Here's What's Concerning About LS 2 Holdings' (Catalist:ENV) Returns On Capital

There are a few key trends to look for if we want to identify the next multi-bagger. Typically, we'll want to notice a trend of growing return on capital employed (ROCE) and alongside that, an expanding base of capital employed. Put simply, these types of businesses are compounding machines, meaning they are continually reinvesting their earnings at ever-higher rates of return. Although, when we looked at LS 2 Holdings (Catalist:ENV), it didn't seem to tick all of these boxes.

Return On Capital Employed (ROCE): What Is It?

For those who don't know, ROCE is a measure of a company's yearly pre-tax profit (its return), relative to the capital employed in the business. To calculate this metric for LS 2 Holdings, this is the formula:

Return on Capital Employed = Earnings Before Interest and Tax (EBIT) ÷ (Total Assets - Current Liabilities)

0.063 = S$1.3m ÷ (S$31m - S$11m) (Based on the trailing twelve months to June 2023).

Thus, LS 2 Holdings has an ROCE of 6.3%. On its own, that's a low figure but it's around the 6.6% average generated by the Commercial Services industry.

Check out our latest analysis for LS 2 Holdings

roce
Catalist:ENV Return on Capital Employed January 10th 2024

While the past is not representative of the future, it can be helpful to know how a company has performed historically, which is why we have this chart above. If you want to delve into the historical earnings, revenue and cash flow of LS 2 Holdings, check out these free graphs here.

The Trend Of ROCE

When we looked at the ROCE trend at LS 2 Holdings, we didn't gain much confidence. Over the last four years, returns on capital have decreased to 6.3% from 14% four years ago. On the other hand, the company has been employing more capital without a corresponding improvement in sales in the last year, which could suggest these investments are longer term plays. It's worth keeping an eye on the company's earnings from here on to see if these investments do end up contributing to the bottom line.

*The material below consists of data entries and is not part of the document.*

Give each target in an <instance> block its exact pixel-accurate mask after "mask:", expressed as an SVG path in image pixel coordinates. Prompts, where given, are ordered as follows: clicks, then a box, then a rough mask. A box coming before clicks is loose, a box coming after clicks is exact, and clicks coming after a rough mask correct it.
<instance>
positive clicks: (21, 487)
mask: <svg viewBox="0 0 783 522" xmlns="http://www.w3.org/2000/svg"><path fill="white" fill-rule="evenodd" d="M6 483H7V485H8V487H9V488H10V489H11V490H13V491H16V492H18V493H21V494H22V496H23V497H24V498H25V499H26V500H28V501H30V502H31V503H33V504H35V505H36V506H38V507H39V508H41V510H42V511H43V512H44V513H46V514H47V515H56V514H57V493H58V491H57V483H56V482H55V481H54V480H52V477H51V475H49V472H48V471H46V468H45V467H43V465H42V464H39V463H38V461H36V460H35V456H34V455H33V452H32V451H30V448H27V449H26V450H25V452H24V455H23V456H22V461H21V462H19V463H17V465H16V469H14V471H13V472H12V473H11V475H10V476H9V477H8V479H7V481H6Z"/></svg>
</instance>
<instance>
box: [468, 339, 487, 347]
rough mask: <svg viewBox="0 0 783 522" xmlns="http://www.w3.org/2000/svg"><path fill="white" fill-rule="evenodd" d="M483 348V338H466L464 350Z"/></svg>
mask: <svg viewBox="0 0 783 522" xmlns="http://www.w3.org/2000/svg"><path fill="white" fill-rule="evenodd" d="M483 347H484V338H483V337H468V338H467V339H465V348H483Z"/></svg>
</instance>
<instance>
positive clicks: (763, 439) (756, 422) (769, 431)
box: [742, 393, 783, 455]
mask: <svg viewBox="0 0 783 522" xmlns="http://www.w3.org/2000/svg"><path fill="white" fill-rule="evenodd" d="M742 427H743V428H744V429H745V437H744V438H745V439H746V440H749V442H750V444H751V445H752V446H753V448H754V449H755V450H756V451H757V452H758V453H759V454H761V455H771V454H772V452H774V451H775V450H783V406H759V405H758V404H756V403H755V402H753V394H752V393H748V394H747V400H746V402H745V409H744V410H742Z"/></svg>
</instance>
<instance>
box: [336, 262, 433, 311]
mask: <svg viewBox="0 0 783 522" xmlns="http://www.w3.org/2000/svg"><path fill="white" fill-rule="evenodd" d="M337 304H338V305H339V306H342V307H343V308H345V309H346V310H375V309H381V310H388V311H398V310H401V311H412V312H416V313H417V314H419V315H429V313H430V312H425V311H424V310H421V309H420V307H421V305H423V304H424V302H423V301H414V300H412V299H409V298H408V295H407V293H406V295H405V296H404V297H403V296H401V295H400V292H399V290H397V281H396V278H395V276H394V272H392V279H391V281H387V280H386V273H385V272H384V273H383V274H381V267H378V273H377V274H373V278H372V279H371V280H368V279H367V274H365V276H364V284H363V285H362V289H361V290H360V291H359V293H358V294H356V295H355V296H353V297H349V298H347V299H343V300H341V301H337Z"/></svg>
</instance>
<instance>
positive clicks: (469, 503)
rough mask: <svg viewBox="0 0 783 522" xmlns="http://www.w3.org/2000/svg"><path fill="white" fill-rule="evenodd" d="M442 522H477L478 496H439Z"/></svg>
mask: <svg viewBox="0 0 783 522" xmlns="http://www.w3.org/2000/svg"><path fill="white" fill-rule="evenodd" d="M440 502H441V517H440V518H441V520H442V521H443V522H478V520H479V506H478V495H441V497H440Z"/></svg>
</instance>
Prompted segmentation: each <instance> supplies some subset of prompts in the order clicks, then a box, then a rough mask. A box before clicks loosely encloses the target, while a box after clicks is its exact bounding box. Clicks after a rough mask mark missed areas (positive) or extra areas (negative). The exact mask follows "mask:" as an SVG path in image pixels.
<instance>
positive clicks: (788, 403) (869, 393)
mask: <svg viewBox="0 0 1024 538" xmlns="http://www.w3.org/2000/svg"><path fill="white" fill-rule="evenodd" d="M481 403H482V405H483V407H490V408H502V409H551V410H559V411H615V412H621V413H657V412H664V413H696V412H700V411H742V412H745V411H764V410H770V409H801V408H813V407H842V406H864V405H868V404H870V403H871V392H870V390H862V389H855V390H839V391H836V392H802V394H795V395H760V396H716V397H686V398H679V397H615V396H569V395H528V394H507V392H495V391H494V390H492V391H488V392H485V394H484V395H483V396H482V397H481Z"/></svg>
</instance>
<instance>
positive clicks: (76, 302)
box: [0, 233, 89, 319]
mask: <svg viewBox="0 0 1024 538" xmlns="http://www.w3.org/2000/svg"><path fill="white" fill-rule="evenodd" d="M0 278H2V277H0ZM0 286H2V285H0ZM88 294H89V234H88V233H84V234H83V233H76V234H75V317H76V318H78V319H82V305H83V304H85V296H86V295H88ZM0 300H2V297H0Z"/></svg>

On a related note, LS 2 Holdings has decreased its current liabilities to 35% of total assets. That could partly explain why the ROCE has dropped. What's more, this can reduce some aspects of risk to the business because now the company's suppliers or short-term creditors are funding less of its operations. Some would claim this reduces the business' efficiency at generating ROCE since it is now funding more of the operations with its own money.

The Key Takeaway

Bringing it all together, while we're somewhat encouraged by LS 2 Holdings' reinvestment in its own business, we're aware that returns are shrinking. And investors appear hesitant that the trends will pick up because the stock has fallen 56% in the last year. Therefore based on the analysis done in this article, we don't think LS 2 Holdings has the makings of a multi-bagger.